Jesus has teeth!


Mark 1:21-28

Jesus visits the Synagogue and heals a man with an “unclean spirit”

Jesus and his followers went into Capernaum. Immediately on the Sabbath Jesus entered the synagogue and started teaching.  The people were amazed by his teaching, for he was teaching them with authority, not like the legal experts. Suddenly, there in the synagogue, a person with an evil spirit screamed, “What have you to do with us, Jesus of Nazareth? Have you come to destroy us? I know who you are. You are the holy one from God.”  “Silence!” Jesus said, speaking harshly to the demon. “Come out of him!”  The unclean spirit shook him and screamed, then it came out.  Everyone was shaken and questioned among themselves, “What’s this? A new teaching with authority! (CEB)

If you look up the word “authority” you will find suggested synonyms as follows: power, jurisdiction, command, control, mastery, charge, dominance, dominion, rule, sovereignty, ascendancy, supremacy, domination; influence, sway, the upper hand, leverage, hold, grip; (informal) clout, pull, muscle, teeth;

You might make a case for some of those when applied to Jesus – I quite like “Jesus has teeth!” – but I think there are probably better ways of saying what they were getting at.

I don’t often resort to Greek, but we’re all grown-ups, so here goes…  the Greek used here in Mark’s Gospel is “ἐξουσίαν”.  Greek scholars even wiser than me tell me that a good way of translating this in this context would be “being free from the need for external approval.”

How do the synagogue attendees see this in Jesus?

I’m going to have a guess…  well – two guesses:

  1. Because (as Jesus tells us elsewhere) he has been given all authority in heaven and on earth – so he oozes it – it leaks out of his very being!  He also gives this oozing authority to his disciples (“And he called the twelve together and gave them power and authority over all demons and to cure diseases – Luke 9:1)  Maybe this kind of “authority” – we might call it spiritual charisma? – comes from our closeness to the source of all authority, in other words, from the quality of our discipleship.

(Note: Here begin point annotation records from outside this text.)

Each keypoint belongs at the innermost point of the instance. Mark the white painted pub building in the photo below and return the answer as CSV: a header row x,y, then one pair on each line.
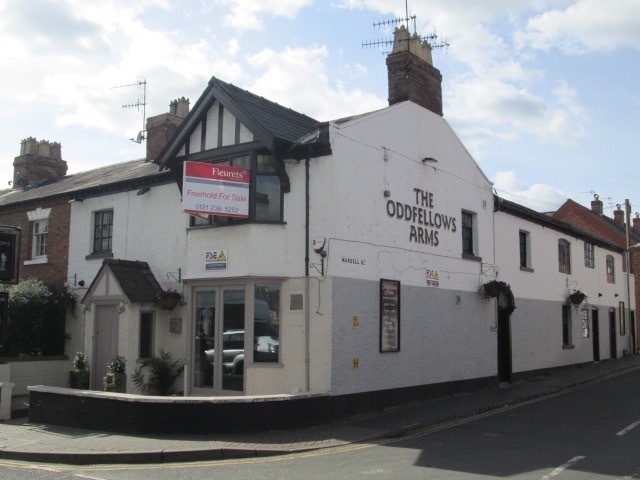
x,y
344,258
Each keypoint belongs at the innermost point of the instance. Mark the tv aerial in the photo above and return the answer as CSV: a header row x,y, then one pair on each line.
x,y
431,39
141,103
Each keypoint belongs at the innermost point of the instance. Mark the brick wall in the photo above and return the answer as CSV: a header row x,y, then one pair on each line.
x,y
54,272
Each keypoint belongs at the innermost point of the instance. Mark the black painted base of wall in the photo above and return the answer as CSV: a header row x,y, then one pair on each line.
x,y
518,376
128,414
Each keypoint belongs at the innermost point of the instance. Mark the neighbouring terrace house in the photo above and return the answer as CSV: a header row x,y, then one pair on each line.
x,y
545,260
621,231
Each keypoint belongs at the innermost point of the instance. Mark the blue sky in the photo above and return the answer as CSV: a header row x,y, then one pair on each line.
x,y
544,94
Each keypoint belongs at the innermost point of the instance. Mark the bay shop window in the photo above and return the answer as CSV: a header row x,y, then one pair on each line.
x,y
265,192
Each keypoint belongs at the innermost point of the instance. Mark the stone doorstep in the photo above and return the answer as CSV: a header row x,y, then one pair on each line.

  2. Because Jesus’ words and preaching and teaching MATCH his living.  He is the real deal.  We might use words like “integrity”, “authenticity” and “genuine” to describe the same kind of attribute today.

Despite the dramatic nature of this incident in Mark’s Gospel, I suspect that the kind of authority Jesus has – and the kind of authority we can speak with is not (like the synonym list) heavily weighted towards power and dominance, it could be a gently-spoken authority.  People who I consider to have this Jesus-flavoured “authority” are most often not dominant at all…  Jesus, after all, took a towel and washed their feet.

The person who rarely pushes herself to the front to be heard, who says little – but when she does speak it’s because she has something worth saying… people stop to listen.

The person who speaks gently and honestly and whose words have already been spoken 100 times in the way he lives his life and models the Gospel…

so, yet again, the gospel challenges me – because that rarely describes me!